Housebuilders have been basking in a positive light since the Bank of England started cutting interest rates and the Labour government pledged to boost spending on housing.
However, conditions in the sector seem to be more uncertain for some, with a second profit warning in a month from blue-chip builder Vistry Group providing a salutary tale.
Last month, the developer shocked investors by revealing a black hole in its accounts related to over understated build costs at its South housebuilding division.
Hit hard: Vistry said conditions in September and October were slower than anticipated, with buyers jittery ahead of the UK Budget
Vistry followed that up yesterday by revealing it expects the issues hit profits by £165million over the next few years.
That includes a £25milllion profit hit in the current financial year, which will also be impacted by reduced expectations for sale completions in the period.
Vistry noted that its average weekly sales rate had jumped by 42 per cent to 1.02 for the year-to-date, up from 0.72 at the same stage last year.
However, the firm said conditions in September and October were slower than anticipated, with buyers jittery ahead of the UK Budget.
The fresh batch of bad news saw Vistry shares plunge by 15.5 per cent, or 135.5p, to 738p.
After a busy time for corporate updates, interest rate decisions, and the US Presidential election results, the mood in the City was subdued at the end of the week.
The FTSE 100 index closed down 0.8 per cent, or 68.35 points, to 8072.39, while the FTSE 250 index fell 0.6 per cent, or 117.45 points, to 20517.92.
Following a recent rally, blue-chip miners came under the cosh as copper and iron ore prices retreated after the latest attempts to prop up its struggling economy by top metals consumer China underwhelmed.
Among the heavyweight sector’s casualties, Antofagasta shed 6.6 per cent, or 119.5p, to 1689p, Rio Tinto lost 4.9 per cent, or 255p, to 4946p, and Glencore fell 5 per cent, or 20.6p, to 394.8p.
Scottish Mortgage Investment Trust slipped 0.6 per cent, or 5.2p, to 905.6p after announcing a change of chairman and revealing a half-year rise in net asset value (NAV) that fell short of its benchmarks.

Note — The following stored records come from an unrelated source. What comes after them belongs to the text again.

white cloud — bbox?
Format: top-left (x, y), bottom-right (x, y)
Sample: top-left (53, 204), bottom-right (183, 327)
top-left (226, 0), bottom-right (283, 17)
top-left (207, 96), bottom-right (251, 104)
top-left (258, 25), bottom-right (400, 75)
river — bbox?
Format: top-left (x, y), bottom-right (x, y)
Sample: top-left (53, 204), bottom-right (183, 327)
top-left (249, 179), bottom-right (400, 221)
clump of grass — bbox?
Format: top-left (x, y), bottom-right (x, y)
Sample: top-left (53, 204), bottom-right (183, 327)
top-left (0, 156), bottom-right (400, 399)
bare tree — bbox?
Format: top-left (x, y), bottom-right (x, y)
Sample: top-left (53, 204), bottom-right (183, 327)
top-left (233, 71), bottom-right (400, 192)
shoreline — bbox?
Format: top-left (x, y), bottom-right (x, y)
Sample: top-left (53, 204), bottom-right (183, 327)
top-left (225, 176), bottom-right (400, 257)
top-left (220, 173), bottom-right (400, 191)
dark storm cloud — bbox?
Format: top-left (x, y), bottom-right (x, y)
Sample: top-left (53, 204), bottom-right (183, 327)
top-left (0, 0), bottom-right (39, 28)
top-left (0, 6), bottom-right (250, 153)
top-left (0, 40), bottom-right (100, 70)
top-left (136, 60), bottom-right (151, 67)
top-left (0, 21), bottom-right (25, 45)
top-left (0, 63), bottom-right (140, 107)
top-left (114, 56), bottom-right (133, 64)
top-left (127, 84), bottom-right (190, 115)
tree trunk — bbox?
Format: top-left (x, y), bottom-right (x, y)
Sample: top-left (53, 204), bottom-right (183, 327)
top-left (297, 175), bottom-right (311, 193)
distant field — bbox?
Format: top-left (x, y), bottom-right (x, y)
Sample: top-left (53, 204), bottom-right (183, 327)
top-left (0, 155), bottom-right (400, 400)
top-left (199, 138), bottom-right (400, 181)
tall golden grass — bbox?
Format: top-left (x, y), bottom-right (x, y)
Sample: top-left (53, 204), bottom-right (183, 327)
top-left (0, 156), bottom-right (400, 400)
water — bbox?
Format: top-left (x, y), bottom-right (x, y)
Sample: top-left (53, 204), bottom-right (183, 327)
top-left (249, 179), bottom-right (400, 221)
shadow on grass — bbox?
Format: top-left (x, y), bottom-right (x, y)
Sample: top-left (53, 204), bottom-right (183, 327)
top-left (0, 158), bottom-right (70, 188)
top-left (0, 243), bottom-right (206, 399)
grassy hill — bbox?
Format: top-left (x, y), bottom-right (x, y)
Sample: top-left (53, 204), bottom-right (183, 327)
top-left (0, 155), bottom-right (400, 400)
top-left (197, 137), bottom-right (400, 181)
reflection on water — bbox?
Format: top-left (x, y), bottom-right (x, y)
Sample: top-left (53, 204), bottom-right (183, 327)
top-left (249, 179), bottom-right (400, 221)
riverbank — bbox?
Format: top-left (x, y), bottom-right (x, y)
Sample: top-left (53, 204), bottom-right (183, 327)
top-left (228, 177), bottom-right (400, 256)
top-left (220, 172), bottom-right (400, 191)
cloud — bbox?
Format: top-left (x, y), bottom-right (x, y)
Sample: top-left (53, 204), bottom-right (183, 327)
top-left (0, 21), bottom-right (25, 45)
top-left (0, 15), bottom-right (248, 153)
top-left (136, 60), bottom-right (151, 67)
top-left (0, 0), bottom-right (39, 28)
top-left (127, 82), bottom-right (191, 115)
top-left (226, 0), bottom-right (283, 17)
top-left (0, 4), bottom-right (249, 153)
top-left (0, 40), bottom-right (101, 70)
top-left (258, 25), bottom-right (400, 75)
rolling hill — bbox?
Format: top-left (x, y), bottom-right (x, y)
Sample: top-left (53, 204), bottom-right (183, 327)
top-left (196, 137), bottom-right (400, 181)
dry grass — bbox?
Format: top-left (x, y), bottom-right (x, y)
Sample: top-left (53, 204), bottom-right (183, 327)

But on the upside on the FTSE 100, pharma giant AstraZeneca gained 1.8 per cent, or 178p, to 9903p as it revealed positive high-level results from a phase III study of its Tezspire treatment for nasal polyps.
And automotive manufacturer TI Fluid Systems advanced 2.7 per cent, or 4.4p, to 169.4p after announcing that the deadline by which ABC Technologies must make a firm offer for the company has been extended to allow the group to finalise its remaining confirmatory due diligence and financing.
On the second line, High Street bakery chain Greggs fell 6 per cent, or 168p, to 2638p after analysts at Deutsche Bank cut their rating to ‘sell’ due to the Budget’s changes to company’s national insurance obligations.
The German bank’s analysts also reduced their stance on Mitchells & Butlers to hold for the same reason, with the pubs operator down 7.7 per cent, or 19.5p, to 233p.